The tax on large fortunes has already been rolling for a year and lawyers and tax advisors anticipate that in the coming months there will be a wave of checks by the Treasury to verify that the obligated taxpayers have paid—and correctly—the tax. “We have not yet seen inspections, we will look above all at the residence and the structure of the assets,” predicts the lawyer from a Madrid law firm expert in taxation. “Inspections are going to come,” another law firm predicts, citing as a compelling reason that the Government has announced that it intends to make permanent a tax that was initially created on a temporary basis.
The solidarity tax on large fortunes was approved at the end of 2022 and was collected for the first time – paid once a year – in July of the following year. The Tax Agency simply points out that the usual procedure states that after a certain time all new taxes are verified. What is not specified a priori is the degree of intensity of the controls. He Annual Tax and Customs Control Plan of the organization for 2024, published just this Thursday, indicates that “actions will be carried out for the analysis and, where appropriate, verification” of the new taxes, including the one that taxes large fortunes.
The offices consulted do predict strong verifications and believe that the administration's magnifying glass will fall mainly on Madrid, where the wealth tax has been subsidized for years and the great fortunes were not accustomed, as was the case in other autonomies, to planning their wealth to avoid it. or lower it. Everything is explained by the exemption of the family business, the largest reduction that the two taxes have. According to Constantino Vidal, managing partner of the Zadal firm, by having the original tax subsidized, in communities like Madrid the rich did not have to spend their efforts structuring the company to meet the requirements of the exemption. It also made no sense for the autonomy to monitor compliance, since “the resulting tax rate in any case would be zero,” he adds.
This changed radically at the end of 2022, when the temporary tax was announced and approved practically overnight. “Taxpayers did not have time to prepare or any room for maneuver,” acknowledges Alejandra Hernández, director of large assets at Atl Capital.
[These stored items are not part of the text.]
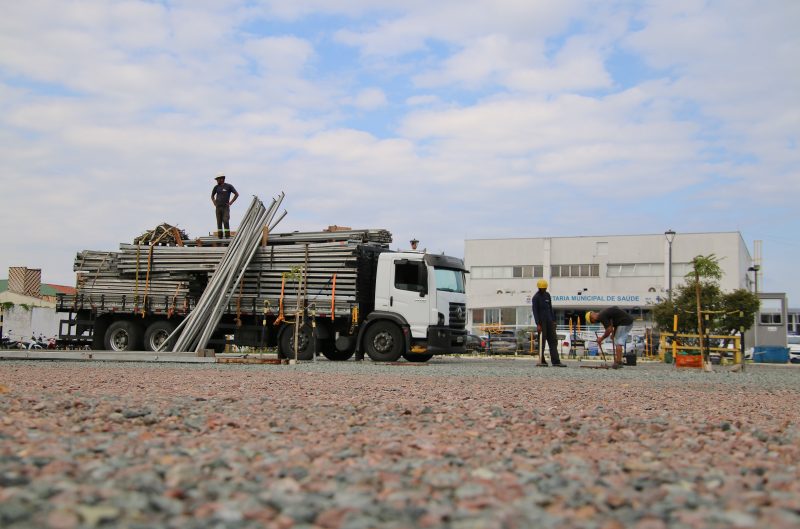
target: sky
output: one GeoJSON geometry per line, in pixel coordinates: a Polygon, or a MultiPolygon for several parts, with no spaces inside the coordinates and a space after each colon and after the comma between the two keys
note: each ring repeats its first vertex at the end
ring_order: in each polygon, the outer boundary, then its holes
{"type": "Polygon", "coordinates": [[[800,2],[35,0],[0,17],[0,277],[215,229],[739,231],[800,306],[800,2]]]}

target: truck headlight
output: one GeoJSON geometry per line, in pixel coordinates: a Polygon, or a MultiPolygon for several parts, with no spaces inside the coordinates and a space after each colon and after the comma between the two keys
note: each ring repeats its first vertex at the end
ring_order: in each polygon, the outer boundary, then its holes
{"type": "Polygon", "coordinates": [[[437,321],[437,324],[439,325],[439,327],[444,325],[444,314],[442,314],[441,312],[439,313],[439,319],[437,321]]]}

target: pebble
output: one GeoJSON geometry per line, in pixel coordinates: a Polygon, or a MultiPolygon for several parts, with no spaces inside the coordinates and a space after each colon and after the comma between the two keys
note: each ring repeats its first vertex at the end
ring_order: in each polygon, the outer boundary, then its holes
{"type": "Polygon", "coordinates": [[[420,367],[2,362],[0,525],[800,525],[797,369],[420,367]]]}

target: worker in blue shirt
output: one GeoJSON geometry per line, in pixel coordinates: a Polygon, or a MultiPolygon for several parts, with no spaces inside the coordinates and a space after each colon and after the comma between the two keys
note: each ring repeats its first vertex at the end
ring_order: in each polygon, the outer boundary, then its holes
{"type": "Polygon", "coordinates": [[[225,173],[219,173],[214,179],[217,185],[211,190],[211,202],[217,210],[217,237],[228,238],[231,236],[231,206],[239,198],[239,193],[231,184],[225,183],[225,173]]]}

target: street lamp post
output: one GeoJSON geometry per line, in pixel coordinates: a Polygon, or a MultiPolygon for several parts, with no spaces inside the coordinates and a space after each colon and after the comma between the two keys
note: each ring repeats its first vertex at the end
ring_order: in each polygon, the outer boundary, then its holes
{"type": "Polygon", "coordinates": [[[672,303],[672,241],[675,240],[675,232],[673,230],[667,230],[664,232],[664,237],[667,239],[667,243],[669,243],[669,266],[667,268],[667,296],[669,296],[669,302],[672,303]]]}
{"type": "MultiPolygon", "coordinates": [[[[755,287],[756,298],[758,298],[758,271],[759,270],[761,270],[761,266],[759,266],[757,264],[753,265],[753,266],[751,266],[750,268],[747,269],[748,272],[753,272],[753,278],[755,280],[753,286],[755,287]]],[[[758,345],[758,315],[759,315],[760,312],[761,312],[761,303],[759,302],[759,308],[758,308],[758,310],[756,310],[756,315],[755,315],[755,325],[753,326],[753,353],[755,353],[756,346],[758,345]]]]}

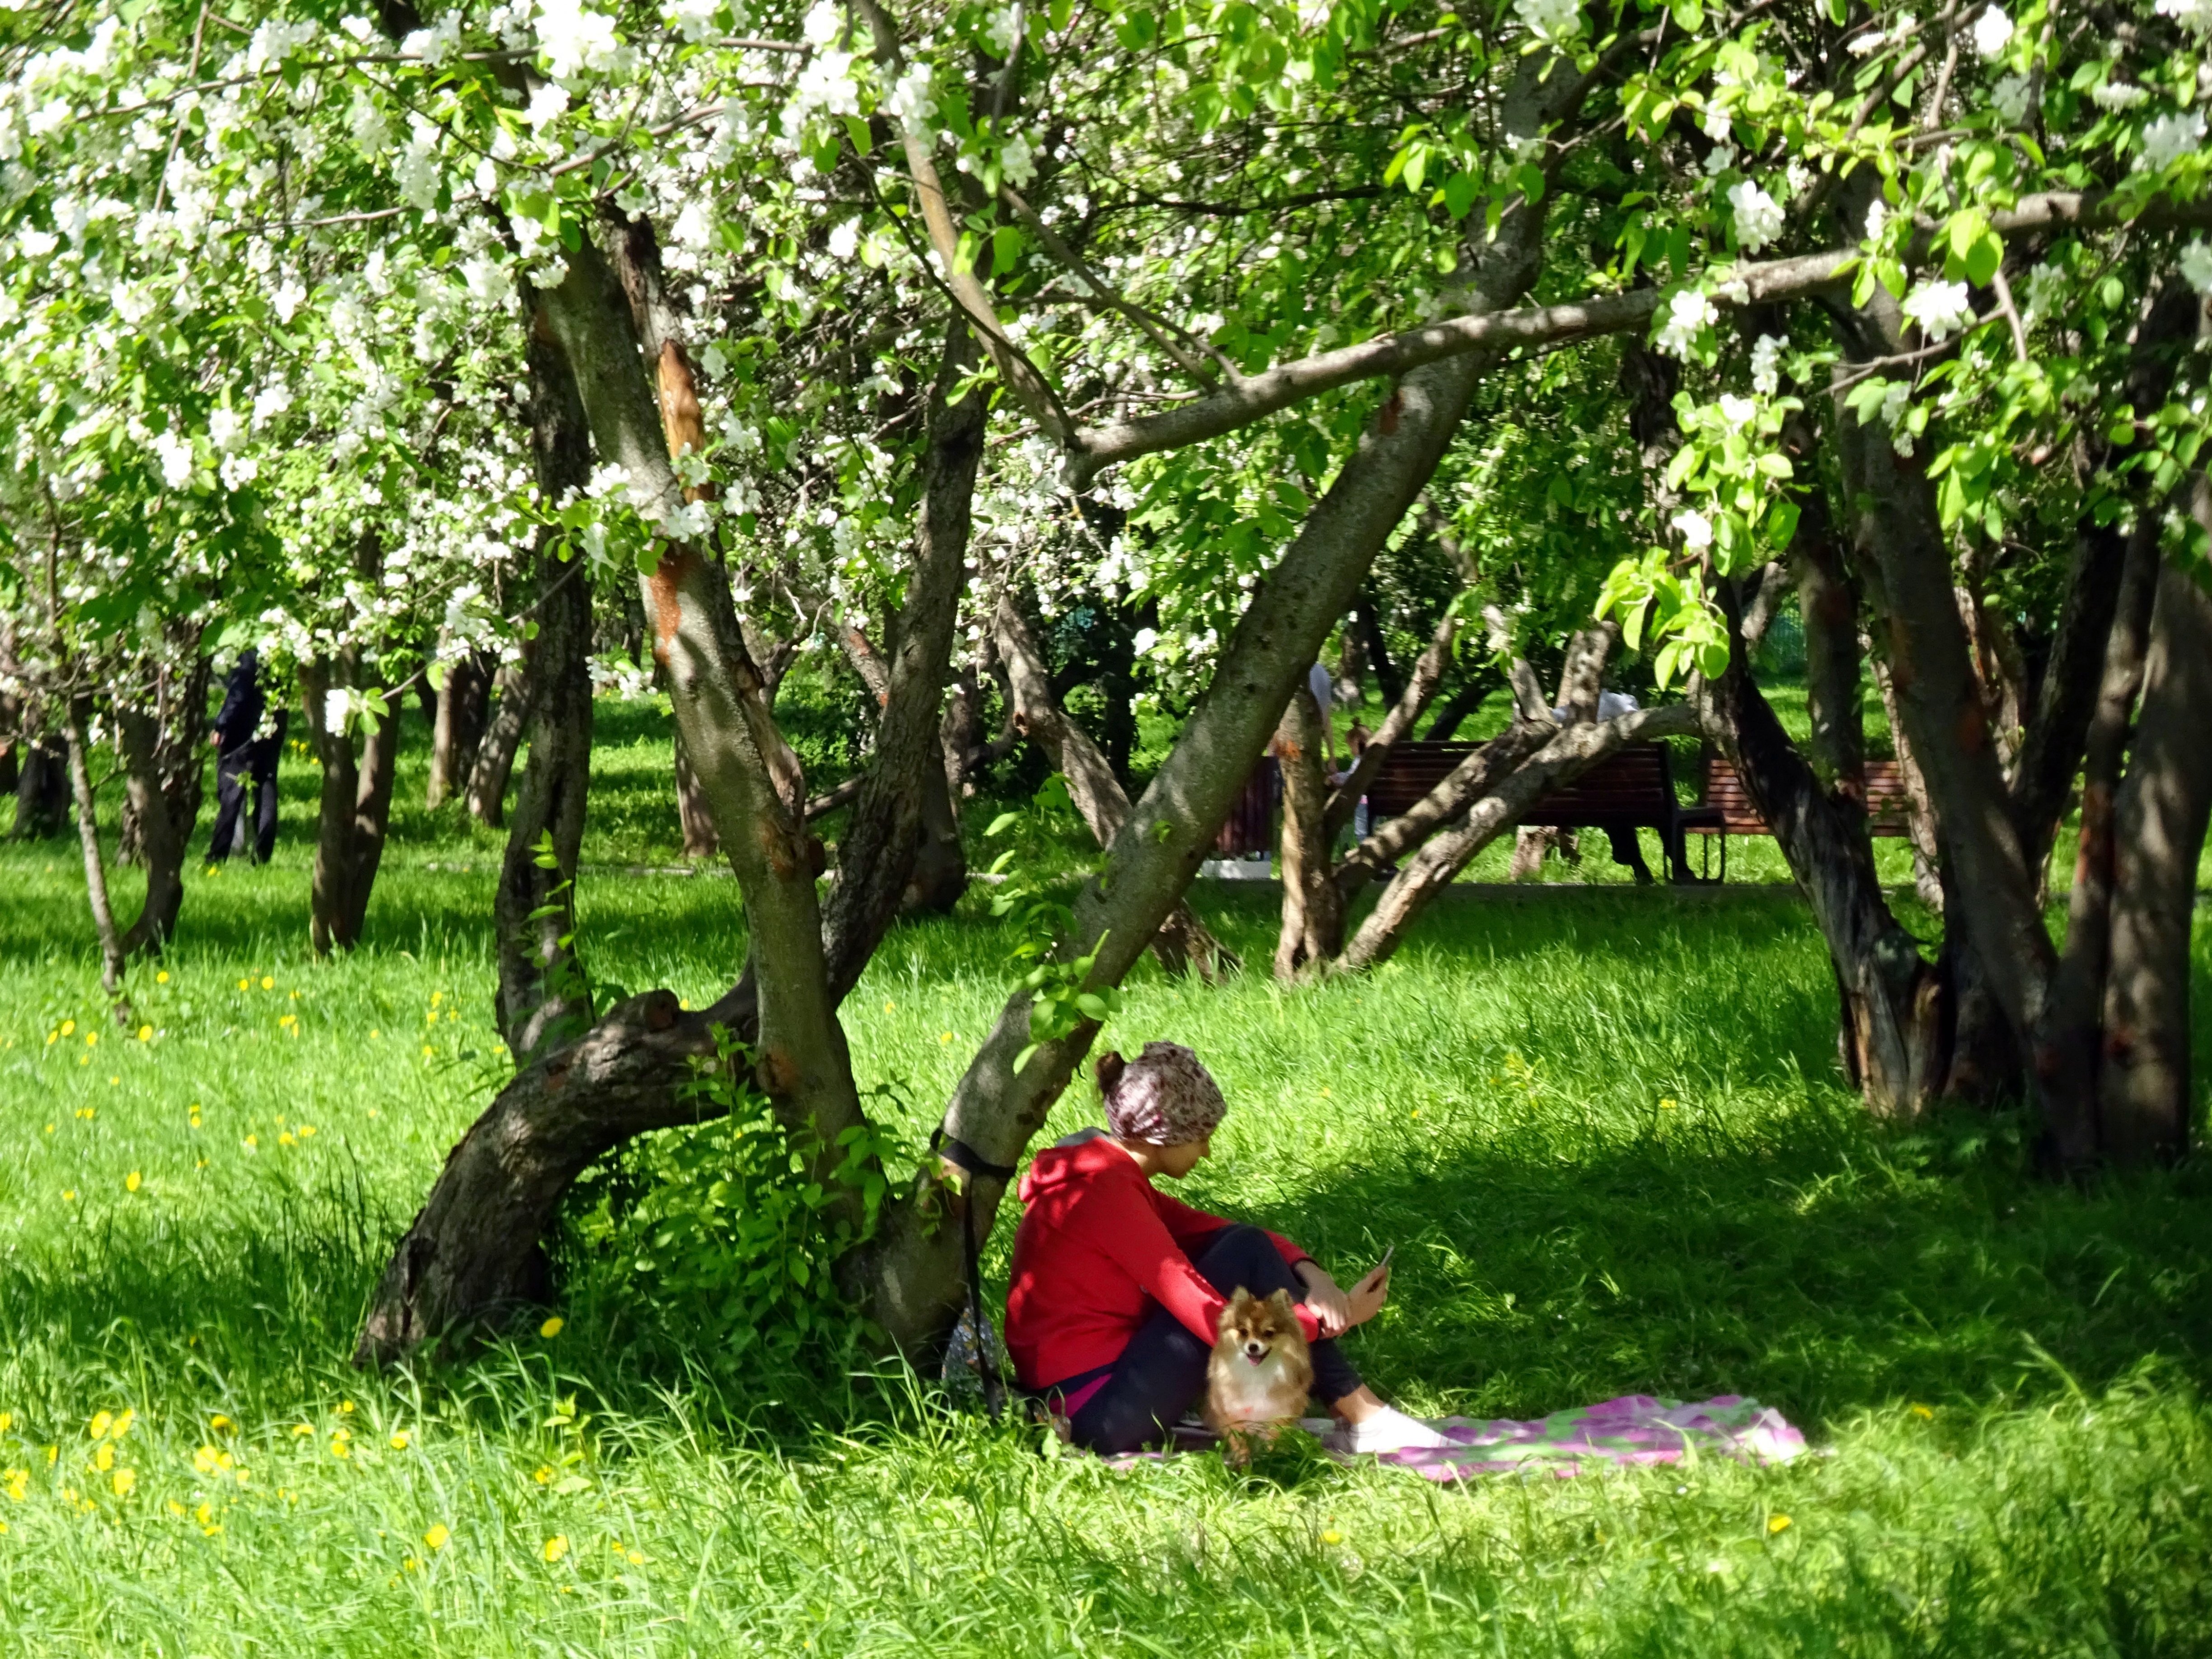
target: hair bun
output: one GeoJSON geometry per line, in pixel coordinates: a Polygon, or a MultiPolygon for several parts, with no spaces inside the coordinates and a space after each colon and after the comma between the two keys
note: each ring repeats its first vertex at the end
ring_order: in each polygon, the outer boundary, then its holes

For this reason, “it is foreseeable that the Tax Agency will focus on the first year's payments.” “In many cases they are significant amounts, so it is likely that there will be inspections,” adds Francisco González, director of wealth advisory at A&G Banca Privada.
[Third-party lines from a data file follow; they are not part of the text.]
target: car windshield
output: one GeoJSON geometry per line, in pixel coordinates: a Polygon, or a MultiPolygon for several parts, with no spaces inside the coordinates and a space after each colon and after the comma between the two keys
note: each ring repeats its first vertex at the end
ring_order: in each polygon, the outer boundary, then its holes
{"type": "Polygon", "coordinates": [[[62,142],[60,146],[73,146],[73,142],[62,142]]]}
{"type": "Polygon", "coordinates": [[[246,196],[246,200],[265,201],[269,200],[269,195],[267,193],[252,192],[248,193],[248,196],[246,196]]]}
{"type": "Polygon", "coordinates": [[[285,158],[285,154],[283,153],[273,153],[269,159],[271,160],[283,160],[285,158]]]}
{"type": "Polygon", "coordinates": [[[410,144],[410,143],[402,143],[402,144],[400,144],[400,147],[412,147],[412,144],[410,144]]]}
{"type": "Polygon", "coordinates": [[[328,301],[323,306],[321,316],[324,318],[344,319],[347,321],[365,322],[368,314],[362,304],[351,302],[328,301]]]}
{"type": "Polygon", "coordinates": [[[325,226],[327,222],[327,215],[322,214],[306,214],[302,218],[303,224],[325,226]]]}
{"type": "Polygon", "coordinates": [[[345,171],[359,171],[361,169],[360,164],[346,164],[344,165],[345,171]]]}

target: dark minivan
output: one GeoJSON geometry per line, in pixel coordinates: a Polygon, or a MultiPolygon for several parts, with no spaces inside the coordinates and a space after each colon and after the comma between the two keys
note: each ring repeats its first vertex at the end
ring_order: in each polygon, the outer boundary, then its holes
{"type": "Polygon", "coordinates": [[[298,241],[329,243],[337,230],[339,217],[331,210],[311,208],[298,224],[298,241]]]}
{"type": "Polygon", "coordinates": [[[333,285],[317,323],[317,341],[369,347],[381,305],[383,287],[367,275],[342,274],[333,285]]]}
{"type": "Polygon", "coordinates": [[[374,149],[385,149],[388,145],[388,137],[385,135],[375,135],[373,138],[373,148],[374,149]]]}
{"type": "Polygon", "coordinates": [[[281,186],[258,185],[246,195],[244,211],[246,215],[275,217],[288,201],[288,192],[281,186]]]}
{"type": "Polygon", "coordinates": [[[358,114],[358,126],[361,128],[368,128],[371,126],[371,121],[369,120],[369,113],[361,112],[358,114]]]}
Added to all this is another derivative explained by Alberto López, Ejaso's fiscal partner: the verification of the wealth tax corresponds to the autonomies and not to the Tax Agency, despite the fact that the inspectors themselves have asked to be able to monitor exemptions such as of the family business. This “has many requirements that must be verified and that the autonomous communities do not have the capacity to control with the level that the agency has, so many fortunes were exempt without meeting the requirements for it.” Now, however, the circumstance arises that the State Inspection will verify the tax reduction in a context in which “many very large assets have benefited from the exemption without meeting all the requirements for it,” says López.
The fact that the new tax is going to become fixed also encourages the theory that the Tax Agency will begin verifications on the restructurings after 2022. “There were those who decided to pay the solidarity tax, assuming that it would apply for two years, because it could The fiscal cost will be more efficient than adapting the structure for only two years,” adds Vidal. For this reason, Hernández points out, the movements made from 2023 onwards will also be looked at closely, when it was already suspected that the tax could end up being permanent.
From a large firm with offices in several Spanish cities, they clarify that the tribute “is very clear and does not lend itself to too many interpretations,” in addition to having a recent ruling from the Constitutional Court that supports it. “There may be disputes in specific cases, but it should not pose problems for taxpayers who have paid it correctly,” they point out. “Another thing is that the Treasury focuses on this tax for other reasons, since it has been a very important political decision.”
Harmonization
In fact, the Government created the new tax making it clear that its nature was not only collection. Its priority was to achieve some harmonization between territories in wealth taxation, a state tax whose management is in the hands of the regional governments, which have given it different treatments, causing great differences in the treatment of taxpayers. And it has achieved it: all the territories that had the regional tax partially or totally subsidized have recovered it so that their revenue remains in the regional coffers and does not go to the state treasury.
Madrid, the first to announce the return of the tax, is the autonomy that had most squeezed its regulatory capacity: for more than a decade no one in the community has paid the wealth tax, subsidized at 100%. It is not for nothing that it is the territory that brings together the largest fortunes in the country – both by number (19,508 in 2021, according to the Tax Agency) and by average declared wealth (10 million) -. It is also the one that has contributed the most to the new solidarity tax, which works in a complementary way to the wealth tax: it only affects fortunes of more than three million euros and that part of the wealth that has not been taxed by the autonomous communities.
In 2023, the first year in which it was charged, collected 623 million from 12,010 taxpayers —compared to the 231,367 who declare assets—. The majority resided in Madrid, which contributed almost 90% (555 million), followed by Andalusia and Galicia, the other two communities that had the wealth tax reduced, 100% for the first and 50% for the second. The average fee was 52,000 euros, according to the Treasury. Between the two taxes, the treasury brought in 1,868 million last year.